Dans un contexte inédit d’incertitude et d’imprévisibilité, la capacité d’une entreprise à s’adapter rapidement pour résister et saisir les opportunités n’a jamais été aussi cruciale.

Par Antoine Gourévitch, Directeur associé sénior, BCG

Avec la pandémie de Covid-19, les indicateurs économiques se sont affolés. Aux États-Unis, elle a provoqué, en deux mois, une chute brutale de 20 % de la consommation et désorganisé 75 % de la chaîne d’approvisionnement.
Au même moment, le déploiement massif du télétravail faisait peser un risque fort sur les infrastructures informatiques.

Les entreprises sont durement mises à l’épreuve. Selon une de nos récentes études, 60 % d’entre elles anticipent une baisse de leurs revenus d’au moins 10 % sur l’année 2020. Sans pouvoir anticiper les conditions de la reprise, sans certitude quant aux évolutions des marchés et des habitudes de consommation, les dirigeants naviguent à vue.

La résilience, révélée comme un facteur déterminant de réussite dans un monde digital en constante mutation, devient une priorité.
Durant les quatre dernières crises survenues depuis 1985, une entreprise sur sept a ainsi réussi à augmenter son chiffre d’affaires de l’ordre de 14 % et à améliorer sa rentabilité.
D’une toute autre ampleur, le séisme provoqué par le Covid-19 intervient à un moment clé de la révolution digitale, accélérant les transformations à l’œuvre dans les entreprises. On n’a jamais autant parlé de résilience en sous-estimant souvent sa portée stratégique. Il ne s’agit en effet pas uniquement de surmonter la crise, mais de préparer toute l’organisation à une nouvelle réalité plus incertaine et plus volatile dans laquelle les approches traditionnelles ne sont plus adaptées.

La résilience, pour être efficace, doit être embarquée dans toute la chaîne de valeur de l’organisation. Nous avons identifié six dimensions particulièrement sensibles :
– protéger et développer ses revenus ;
– déployer l’agilité opérationnelle ;
– monter en compétences ses collaborateurs et son management ;
– accélérer l’appropriation des outils et des plateformes digitales ;
– renforcer la cybersécurité
– et consolider sa gestion financière.

Chacune de ces dimensions ainsi que leurs interactions participent à l’effort de résilience.

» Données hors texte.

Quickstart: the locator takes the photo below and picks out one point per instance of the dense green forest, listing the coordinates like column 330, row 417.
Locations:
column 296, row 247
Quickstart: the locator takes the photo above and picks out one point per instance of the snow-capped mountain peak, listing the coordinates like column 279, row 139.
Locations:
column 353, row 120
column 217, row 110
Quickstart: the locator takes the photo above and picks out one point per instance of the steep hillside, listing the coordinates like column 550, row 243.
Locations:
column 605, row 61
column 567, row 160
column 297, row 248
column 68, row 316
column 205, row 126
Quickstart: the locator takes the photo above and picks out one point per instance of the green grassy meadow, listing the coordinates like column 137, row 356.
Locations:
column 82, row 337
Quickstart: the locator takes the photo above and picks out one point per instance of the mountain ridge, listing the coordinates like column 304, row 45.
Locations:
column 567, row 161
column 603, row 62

Pour construire ce nouveau modèle d’organisation, il faut pouvoir s’appuyer sur des ressources technologiques de pointe dans une logique de complémentarité constructive entre l’homme et la machine (l’entreprise bionique).
Avec la crise du coronavirus, la transformation digitale doit donc encore s’intensifier. Un constat partagé par 75 % des dirigeants interrogés lors d’une de nos enquêtes. Ils étaient également 65 % à prévoir une augmentation de leurs investissements en la matière. Les plus avancées dans leur transformation génèrent une progression de leurs bénéfices de l’ordre de 12 % à 20 %, leur permettant ainsi de financer leurs nouveaux projets.

Ce cercle vertueux milite pour la mise en place d’une stratégie volontariste et structurée. Mais face à l’urgence de la situation et à un environnement économique dégradé, il est essentiel de prioriser en fonction des enjeux spécifiques de l’entreprise et de son marché.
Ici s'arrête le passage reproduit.